After years of waiting, in March 2025, the tiny Italian village of Pagliara dei Marsi finally rejoiced, and the reason behind the joy — a new baby. Lara Bussi Trabucco became the first baby born in the community in almost three decades, prompting celebrations in a settlement that had long been synonymous with silence and decline.
Young families moved away, schools closed and the few remaining residents watched the population shrink year after year.
Italian village welcomes baby after three decades
The baby girl, named Lara, was born to Cinzia Trabucco and Paolo Bussi. For the couple, the birth was personal joy; for the village, it became a community event. Almost every resident attended her christening. People who had once left the village returned
for a visit, and complete strangers stopped by simply because the story had spread. In a place where the average age is high and houses sit locked for most of the year, a newborn instantly changed the mood.
Lara’s mother told The Guardian, “People who didn’t even know Pagliara dei Marsi existed have come, only because they had heard about Lara. At just nine months old, she’s famous.”

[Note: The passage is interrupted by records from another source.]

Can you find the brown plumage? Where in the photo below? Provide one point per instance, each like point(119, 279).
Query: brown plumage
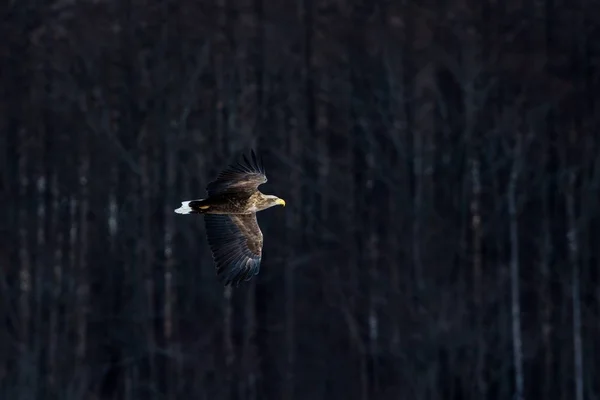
point(234, 237)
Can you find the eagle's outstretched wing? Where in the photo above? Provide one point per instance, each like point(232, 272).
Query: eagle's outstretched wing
point(236, 244)
point(244, 176)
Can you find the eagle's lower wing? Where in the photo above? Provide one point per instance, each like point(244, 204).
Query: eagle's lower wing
point(236, 244)
point(245, 175)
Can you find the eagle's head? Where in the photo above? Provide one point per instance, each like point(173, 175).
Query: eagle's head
point(271, 201)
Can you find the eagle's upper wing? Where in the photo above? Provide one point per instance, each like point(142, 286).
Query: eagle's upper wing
point(242, 176)
point(236, 244)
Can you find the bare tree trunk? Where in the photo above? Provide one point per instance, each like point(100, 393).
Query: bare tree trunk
point(546, 299)
point(147, 262)
point(169, 299)
point(57, 269)
point(82, 273)
point(24, 255)
point(477, 269)
point(292, 223)
point(576, 285)
point(514, 269)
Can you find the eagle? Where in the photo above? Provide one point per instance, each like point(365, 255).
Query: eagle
point(229, 211)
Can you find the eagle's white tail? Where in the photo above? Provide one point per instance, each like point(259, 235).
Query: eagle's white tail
point(185, 208)
point(191, 207)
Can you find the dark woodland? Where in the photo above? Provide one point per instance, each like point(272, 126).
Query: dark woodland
point(440, 161)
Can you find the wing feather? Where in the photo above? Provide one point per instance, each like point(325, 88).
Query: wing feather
point(236, 244)
point(244, 175)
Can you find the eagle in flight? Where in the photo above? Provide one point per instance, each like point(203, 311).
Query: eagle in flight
point(234, 237)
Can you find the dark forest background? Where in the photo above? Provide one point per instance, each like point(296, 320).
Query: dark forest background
point(441, 166)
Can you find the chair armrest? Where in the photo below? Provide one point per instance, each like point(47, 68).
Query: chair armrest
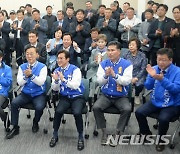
point(16, 89)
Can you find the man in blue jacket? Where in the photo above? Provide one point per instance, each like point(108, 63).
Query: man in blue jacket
point(5, 84)
point(114, 76)
point(67, 80)
point(164, 81)
point(31, 77)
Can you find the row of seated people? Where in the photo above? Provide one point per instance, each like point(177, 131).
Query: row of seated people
point(153, 33)
point(114, 74)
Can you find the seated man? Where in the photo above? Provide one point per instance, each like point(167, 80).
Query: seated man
point(41, 48)
point(31, 77)
point(164, 81)
point(67, 79)
point(5, 84)
point(114, 75)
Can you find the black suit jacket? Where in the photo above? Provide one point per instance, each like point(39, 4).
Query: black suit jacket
point(73, 53)
point(65, 26)
point(41, 49)
point(24, 33)
point(166, 28)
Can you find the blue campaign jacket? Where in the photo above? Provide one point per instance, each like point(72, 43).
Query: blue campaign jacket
point(167, 91)
point(110, 88)
point(30, 88)
point(66, 91)
point(5, 79)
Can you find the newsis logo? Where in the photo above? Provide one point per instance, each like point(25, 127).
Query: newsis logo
point(139, 139)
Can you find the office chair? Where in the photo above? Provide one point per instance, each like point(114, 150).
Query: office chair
point(5, 105)
point(112, 109)
point(146, 97)
point(30, 106)
point(85, 110)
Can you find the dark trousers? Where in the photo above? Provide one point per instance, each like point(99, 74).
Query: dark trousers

Pagliara dei Marsi lies in the Abruzzo region and today counts only a few dozen residents. Like many mountain villages in Italy, it has faced steady depopulation. Jobs are scarce, public transport is limited, and younger people have built new lives in cities. Over time, the village church, bar and small square became gathering spots mainly for the elderly.
Population problem across Italy
As per Istat, the national statistics agency, in 2024, births in the country reached a historic low of 369,944, continuing a 16-year negative trend. The parents said they decided to stay despite these challenges. Financial support schemes introduced by the Italian government, including baby bonuses and monthly child benefits, helped with practical concerns, but the choice was also emotional; they wanted their child to grow up in the place they call home.
The couple received €1,000 “baby bonus” and also received €370 child support every month, thanks to Giorgia Meloni’s policies. Italy as a whole is dealing with a record low birth rate. The country has been losing young residents to bigger economies abroad, while many couples delay having children due to cost-of-living pressures and unstable employment. Some towns now advertise cheap homes or cash incentives just to keep their communities alive, as per The Guardian.
Lara’s birth does not fix those national problems, but it has become a symbol for Pagliara dei Marsi. Residents speak of her as a reminder that the village is not only a memory of the past but still part of the present. Shops opened specially for celebrations, church bells rang longer than usual, and neighbours who rarely had reason to gather now check in just to ask how the baby is doing.
Whether more families will follow is uncertain. For now, one child has managed to bring back a sense of warmth and conversation to a place that had nearly gone quiet, and that is enough for the people who live there.